The support for these principles is strong, even among government officials who have devoted considerable legal resources to defending them in cases in which doctors/patients have challenged the rules because they wanted to supply/receive private care. Wealthy patients can, of course, seek care in the United States or any of a dozen other countries. And some do, especially when waiting lists for surgery and diagnostic tests in their home provinces become long. But as travel for foreign country care entails high out-of-pocket costs and inconvenience, the number of people willing to use this escape hatch remains small.
It is hard to tell to what extent the lack of competition from private insurance or independent providers has contributed to the mediocre performance of Canada’s health care system in international rankings. (In a recent one, Canada is ranked no better than 9th out of 11 in the subcategory of health care outcomes.) But it is a fact that none of the countries that are ranked above it follows a single-payer model that is as strict as the Canadian one. In Switzerland and the Netherlands, coverage is universal, but residents have a choice among many plans that compete in various ways. In Australia, all residents are automatically covered by a state plan similar to the Canadian provincial plans. But Australians are allowed to buy private insurance that covers treatment in the country’s many private hospitals. Those who choose this path receive a subsidy from the government to offset a portion of the premiums.
Most Canadians who support that country’s single-payer system probably do so because they believe that it both saves money and improves the welfare of low-income households. It does both these things — provided the benchmark for comparison is the U.S. system. But why limit oneself to that oddly narrow view of the world?
What the United States Should Do
While the United States remains the only advanced country that still cannot claim universal coverage for its residents, the fact that ideologues attempting to roll back the Medicaid expansion and subsidies for private insurance initiated by Obamacare have met so much opposition suggests that the appeal of universality is too strong to resist indefinitely. The path is not yet clear, but the direction of change is. A half-century ago, after all, Medicare was denounced as “socialized medicine” and only narrowly became law. Now, it is far too popular to touch.

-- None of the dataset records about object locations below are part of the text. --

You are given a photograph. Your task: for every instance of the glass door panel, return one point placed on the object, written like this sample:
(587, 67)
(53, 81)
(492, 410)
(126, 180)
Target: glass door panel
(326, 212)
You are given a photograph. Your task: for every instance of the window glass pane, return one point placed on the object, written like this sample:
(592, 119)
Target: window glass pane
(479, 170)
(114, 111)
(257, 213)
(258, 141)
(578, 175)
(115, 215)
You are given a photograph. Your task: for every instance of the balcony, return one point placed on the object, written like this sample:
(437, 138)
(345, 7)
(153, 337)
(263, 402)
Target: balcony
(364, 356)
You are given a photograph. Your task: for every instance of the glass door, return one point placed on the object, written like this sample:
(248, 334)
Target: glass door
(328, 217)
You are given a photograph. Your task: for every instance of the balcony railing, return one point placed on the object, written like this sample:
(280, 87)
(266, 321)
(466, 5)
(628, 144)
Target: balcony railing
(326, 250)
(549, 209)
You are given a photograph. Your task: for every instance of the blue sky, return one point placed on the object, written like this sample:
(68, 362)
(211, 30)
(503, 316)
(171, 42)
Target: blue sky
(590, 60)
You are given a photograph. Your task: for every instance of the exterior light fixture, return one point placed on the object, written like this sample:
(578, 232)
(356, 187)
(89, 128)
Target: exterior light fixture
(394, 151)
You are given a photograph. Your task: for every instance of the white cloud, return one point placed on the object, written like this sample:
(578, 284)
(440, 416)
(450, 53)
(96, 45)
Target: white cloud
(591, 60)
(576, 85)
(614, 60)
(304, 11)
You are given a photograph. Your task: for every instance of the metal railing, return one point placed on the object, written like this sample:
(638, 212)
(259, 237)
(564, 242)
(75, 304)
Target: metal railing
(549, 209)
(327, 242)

Canada’s single-payer model is universal (if not fully comprehensive in what it covers). And it is much less costly than the current U.S. hybrid system, in part because it reduces administrative costs and eliminates marketing outlays. But these virtues don’t constitute a good enough reason to focus long-term reform efforts on replicating it south of the border. In my view, the negative consequences of monopoly, in terms of efficiency and incentives for innovation, are pretty serious drawbacks, especially when better options are available.
It’s hard to imagine a scenario in which America would make an overnight about-face and adopt a universal system, even one that contained strong elements of competition along the lines of, say, Switzerland or Australia. But if the structure of the Affordable Care Act is left intact, incremental reforms might ultimately lead to universal coverage without any one insurer dominating the market. If that were to happen, one might even imagine a day in which Canadians look to the United States for inspiration in reforming their own system. Or at least (if you find that hard to swallow) look more sympathetically at models such as Australia and the like.